French film director (1946–2020)

Pascal Kané (21 January 1946 – 31 August 2020) was a French film director and screenwriter. He studied in Paris before joining the editorial staff of Cahiers du Cinéma from 1969 to 1979. He left Cahiers du Cinéma to concentrate on directing. In addition to numerous documentaries he has directed feature films including Dora et la lanterne magique, Liberty belle and Un jeu d’enfant.

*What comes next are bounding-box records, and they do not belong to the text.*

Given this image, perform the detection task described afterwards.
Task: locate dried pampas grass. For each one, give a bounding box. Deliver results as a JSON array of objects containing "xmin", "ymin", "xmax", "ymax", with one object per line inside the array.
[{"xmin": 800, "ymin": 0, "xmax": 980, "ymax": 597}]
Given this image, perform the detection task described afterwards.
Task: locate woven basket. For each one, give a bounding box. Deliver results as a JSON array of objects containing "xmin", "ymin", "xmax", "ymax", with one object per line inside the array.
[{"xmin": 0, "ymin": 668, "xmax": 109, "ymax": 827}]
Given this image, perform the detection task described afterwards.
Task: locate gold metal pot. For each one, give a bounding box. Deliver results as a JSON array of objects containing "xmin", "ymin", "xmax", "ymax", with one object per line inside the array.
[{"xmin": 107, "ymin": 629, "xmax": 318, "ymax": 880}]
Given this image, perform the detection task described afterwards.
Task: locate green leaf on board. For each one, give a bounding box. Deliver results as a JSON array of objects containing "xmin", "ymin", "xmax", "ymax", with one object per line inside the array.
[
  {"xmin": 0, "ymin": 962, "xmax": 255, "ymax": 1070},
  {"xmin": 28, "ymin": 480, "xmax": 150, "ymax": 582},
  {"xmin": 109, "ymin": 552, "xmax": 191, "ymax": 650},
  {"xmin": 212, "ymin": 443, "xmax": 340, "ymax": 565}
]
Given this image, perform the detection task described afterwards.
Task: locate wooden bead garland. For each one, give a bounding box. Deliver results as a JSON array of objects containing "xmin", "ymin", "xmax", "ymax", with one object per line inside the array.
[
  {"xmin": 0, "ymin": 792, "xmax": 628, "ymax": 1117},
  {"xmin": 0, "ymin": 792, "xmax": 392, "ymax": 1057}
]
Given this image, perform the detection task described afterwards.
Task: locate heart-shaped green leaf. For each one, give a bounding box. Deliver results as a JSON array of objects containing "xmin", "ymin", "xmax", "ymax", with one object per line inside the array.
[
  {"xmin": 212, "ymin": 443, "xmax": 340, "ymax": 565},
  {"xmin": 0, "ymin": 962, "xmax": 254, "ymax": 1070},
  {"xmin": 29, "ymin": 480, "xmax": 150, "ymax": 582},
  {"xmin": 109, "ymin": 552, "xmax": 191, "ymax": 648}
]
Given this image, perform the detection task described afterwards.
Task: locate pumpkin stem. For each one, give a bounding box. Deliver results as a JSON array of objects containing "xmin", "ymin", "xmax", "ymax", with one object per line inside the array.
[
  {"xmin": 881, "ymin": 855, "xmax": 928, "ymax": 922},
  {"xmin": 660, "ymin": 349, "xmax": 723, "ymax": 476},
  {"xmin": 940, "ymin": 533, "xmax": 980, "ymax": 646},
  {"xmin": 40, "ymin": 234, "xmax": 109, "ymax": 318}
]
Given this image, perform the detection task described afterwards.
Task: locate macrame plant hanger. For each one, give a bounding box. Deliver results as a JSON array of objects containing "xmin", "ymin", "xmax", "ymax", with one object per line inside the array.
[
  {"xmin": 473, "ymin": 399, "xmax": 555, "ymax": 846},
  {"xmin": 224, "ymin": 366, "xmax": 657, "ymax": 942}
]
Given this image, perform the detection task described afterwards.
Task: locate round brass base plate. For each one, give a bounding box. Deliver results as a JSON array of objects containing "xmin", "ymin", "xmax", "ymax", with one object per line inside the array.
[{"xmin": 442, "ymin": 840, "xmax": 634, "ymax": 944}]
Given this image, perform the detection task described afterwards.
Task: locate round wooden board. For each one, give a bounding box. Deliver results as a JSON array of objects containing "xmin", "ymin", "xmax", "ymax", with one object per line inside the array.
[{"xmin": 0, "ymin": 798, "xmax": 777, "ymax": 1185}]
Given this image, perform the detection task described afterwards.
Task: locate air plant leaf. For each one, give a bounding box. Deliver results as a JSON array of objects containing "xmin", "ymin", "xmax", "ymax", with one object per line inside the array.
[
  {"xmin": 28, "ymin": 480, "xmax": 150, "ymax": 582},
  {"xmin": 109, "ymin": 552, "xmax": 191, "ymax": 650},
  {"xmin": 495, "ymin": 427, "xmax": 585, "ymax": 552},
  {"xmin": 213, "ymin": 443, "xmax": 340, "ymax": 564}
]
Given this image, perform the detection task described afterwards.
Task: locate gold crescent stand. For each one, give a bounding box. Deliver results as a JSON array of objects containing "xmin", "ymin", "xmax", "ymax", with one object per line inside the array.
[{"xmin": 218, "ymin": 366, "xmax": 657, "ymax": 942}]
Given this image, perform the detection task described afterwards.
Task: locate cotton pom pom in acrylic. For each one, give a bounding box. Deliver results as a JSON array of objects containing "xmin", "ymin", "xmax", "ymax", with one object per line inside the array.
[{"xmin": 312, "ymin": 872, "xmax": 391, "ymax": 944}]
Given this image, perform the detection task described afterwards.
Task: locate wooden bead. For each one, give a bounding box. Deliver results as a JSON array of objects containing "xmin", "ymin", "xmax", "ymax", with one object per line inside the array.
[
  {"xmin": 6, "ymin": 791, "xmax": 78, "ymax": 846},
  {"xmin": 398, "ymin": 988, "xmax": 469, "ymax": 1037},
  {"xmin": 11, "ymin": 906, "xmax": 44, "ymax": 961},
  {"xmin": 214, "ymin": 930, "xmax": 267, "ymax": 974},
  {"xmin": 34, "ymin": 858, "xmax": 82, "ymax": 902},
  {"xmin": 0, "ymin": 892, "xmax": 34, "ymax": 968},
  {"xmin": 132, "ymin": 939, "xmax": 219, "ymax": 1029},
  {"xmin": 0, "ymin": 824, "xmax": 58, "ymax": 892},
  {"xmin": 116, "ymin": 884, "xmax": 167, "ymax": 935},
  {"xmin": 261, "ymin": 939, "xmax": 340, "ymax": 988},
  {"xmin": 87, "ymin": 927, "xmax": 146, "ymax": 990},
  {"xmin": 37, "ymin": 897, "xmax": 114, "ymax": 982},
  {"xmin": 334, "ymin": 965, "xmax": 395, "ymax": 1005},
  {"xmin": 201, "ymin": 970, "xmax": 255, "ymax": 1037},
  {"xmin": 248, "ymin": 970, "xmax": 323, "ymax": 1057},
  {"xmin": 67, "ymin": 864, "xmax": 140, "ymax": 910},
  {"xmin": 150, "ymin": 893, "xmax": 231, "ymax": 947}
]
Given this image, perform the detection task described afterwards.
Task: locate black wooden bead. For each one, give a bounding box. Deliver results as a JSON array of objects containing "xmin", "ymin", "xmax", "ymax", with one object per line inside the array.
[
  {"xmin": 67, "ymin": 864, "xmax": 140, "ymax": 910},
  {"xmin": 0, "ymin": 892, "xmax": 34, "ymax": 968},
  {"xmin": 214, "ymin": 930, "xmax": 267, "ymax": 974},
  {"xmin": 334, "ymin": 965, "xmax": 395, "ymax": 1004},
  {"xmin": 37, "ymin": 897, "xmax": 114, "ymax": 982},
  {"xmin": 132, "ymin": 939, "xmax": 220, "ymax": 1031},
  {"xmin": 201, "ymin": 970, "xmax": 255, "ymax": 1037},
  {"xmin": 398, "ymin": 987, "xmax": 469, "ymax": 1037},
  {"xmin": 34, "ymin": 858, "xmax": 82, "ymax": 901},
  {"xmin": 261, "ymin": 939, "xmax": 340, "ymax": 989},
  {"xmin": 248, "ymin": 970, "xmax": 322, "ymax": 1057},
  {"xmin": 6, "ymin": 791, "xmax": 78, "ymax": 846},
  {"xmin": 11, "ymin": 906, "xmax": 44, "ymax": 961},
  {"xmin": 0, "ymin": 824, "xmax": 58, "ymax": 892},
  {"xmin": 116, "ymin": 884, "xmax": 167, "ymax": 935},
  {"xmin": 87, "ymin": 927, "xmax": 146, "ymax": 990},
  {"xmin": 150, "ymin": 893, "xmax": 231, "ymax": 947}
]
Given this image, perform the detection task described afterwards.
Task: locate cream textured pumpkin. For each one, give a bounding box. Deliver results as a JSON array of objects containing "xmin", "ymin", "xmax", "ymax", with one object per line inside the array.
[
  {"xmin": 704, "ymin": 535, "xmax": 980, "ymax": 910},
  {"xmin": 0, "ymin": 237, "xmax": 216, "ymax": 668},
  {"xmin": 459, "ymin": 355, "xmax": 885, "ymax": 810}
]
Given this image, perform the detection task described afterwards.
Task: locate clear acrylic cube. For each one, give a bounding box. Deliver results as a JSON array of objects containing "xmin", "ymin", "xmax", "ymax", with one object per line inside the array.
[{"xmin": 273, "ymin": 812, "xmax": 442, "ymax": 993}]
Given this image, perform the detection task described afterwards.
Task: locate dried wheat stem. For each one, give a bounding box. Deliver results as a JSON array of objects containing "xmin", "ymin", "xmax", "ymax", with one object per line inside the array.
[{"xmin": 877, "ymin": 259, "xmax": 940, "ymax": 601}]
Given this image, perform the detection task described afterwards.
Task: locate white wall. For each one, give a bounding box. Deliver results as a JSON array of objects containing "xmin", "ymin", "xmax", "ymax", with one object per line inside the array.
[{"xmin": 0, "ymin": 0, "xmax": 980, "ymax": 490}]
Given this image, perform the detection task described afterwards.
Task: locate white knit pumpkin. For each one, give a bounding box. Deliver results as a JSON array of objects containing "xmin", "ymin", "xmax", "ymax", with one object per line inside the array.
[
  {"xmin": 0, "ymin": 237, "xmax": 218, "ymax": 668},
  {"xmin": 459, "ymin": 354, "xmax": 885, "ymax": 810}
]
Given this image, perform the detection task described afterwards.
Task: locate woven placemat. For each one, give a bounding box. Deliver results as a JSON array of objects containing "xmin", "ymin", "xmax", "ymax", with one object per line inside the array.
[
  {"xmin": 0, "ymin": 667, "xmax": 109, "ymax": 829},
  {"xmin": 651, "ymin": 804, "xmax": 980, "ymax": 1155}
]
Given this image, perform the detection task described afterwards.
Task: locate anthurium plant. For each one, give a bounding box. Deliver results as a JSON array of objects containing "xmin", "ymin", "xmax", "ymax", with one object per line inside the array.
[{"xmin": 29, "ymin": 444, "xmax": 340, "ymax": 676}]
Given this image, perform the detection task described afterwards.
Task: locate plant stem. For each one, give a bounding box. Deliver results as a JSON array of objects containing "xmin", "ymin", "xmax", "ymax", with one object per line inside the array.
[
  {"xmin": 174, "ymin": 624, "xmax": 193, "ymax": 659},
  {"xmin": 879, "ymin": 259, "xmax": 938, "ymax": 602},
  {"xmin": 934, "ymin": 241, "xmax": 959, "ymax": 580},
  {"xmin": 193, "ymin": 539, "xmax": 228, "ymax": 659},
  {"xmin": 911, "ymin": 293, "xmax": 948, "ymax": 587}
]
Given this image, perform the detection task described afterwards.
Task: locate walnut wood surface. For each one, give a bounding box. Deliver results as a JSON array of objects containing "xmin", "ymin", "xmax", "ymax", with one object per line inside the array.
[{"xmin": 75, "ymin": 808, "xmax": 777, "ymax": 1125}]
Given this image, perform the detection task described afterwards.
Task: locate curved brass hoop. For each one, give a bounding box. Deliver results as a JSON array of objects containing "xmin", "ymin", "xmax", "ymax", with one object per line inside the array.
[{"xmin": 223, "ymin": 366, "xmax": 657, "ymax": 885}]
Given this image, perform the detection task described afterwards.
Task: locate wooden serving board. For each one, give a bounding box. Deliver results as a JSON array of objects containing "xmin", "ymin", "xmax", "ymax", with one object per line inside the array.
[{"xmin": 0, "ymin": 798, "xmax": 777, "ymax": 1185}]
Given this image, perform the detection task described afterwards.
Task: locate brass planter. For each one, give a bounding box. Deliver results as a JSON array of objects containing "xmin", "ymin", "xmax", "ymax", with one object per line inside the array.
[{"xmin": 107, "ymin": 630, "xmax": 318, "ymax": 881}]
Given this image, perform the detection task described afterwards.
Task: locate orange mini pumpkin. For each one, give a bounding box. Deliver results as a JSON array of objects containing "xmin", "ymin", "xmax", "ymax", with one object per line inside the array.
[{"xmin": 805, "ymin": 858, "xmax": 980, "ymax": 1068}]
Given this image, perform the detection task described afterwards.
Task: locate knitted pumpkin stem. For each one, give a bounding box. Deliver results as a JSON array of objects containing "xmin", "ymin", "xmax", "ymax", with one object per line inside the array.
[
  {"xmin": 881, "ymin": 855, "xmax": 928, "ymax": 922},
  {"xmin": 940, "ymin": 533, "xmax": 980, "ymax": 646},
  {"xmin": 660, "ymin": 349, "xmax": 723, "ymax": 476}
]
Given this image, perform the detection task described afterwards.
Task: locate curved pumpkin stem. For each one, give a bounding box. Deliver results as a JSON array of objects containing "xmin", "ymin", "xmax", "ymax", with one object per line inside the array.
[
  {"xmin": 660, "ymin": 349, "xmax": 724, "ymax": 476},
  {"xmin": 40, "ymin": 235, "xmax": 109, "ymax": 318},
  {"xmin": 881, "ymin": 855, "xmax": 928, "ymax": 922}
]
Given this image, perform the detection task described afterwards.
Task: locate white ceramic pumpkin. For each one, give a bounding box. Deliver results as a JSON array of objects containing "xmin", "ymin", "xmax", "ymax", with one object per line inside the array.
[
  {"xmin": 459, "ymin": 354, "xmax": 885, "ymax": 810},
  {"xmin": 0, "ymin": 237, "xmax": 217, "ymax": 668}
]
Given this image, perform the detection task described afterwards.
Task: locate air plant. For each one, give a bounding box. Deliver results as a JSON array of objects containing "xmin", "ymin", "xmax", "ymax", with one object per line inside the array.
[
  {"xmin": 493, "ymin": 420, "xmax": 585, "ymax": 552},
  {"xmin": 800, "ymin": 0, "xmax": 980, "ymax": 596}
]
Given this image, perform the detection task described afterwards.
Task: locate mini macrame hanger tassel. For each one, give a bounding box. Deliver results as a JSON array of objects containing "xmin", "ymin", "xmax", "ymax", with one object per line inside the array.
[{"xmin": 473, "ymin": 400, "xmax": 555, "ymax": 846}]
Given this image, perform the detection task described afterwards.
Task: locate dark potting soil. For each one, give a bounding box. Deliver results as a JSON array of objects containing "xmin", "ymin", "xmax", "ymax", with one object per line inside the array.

He lectured on cinema at Université Paris III.

==Filmography==
- 1973 : La mort de Janis Joplin
- 1975 : India Song
- 1976 : A propos de Pierre Rivière
- 1977 : Dora et la lanterne magique
- 1978 : La vocation suspendue
- 1980 : La Machine panoptique
- 1980 : Destination l’invisible
- 1981 : Chirico par Cocteau
- 1982 : La couleur de l’abime
- 1983 : Liberty Belle
- 1984 : Nouvelle suite venitienne
- 1986 : L’effet France aux USA
- 1987 : Le fantôme du theatre
- 1988 : La perle et les cochons
- 1988 : Dernier cri
- 1989 : L’Arche de la Défence
- 1989 : Un jeu d’enfant
- 1990 : La culture en chantier
- 1991 : Premier regard
- 1992 : Hector Guimard: un architecte et ses folies
- 2000 : La Théorie du Fantôme
- 2005 : Biblical Heroines in Painting (documentary)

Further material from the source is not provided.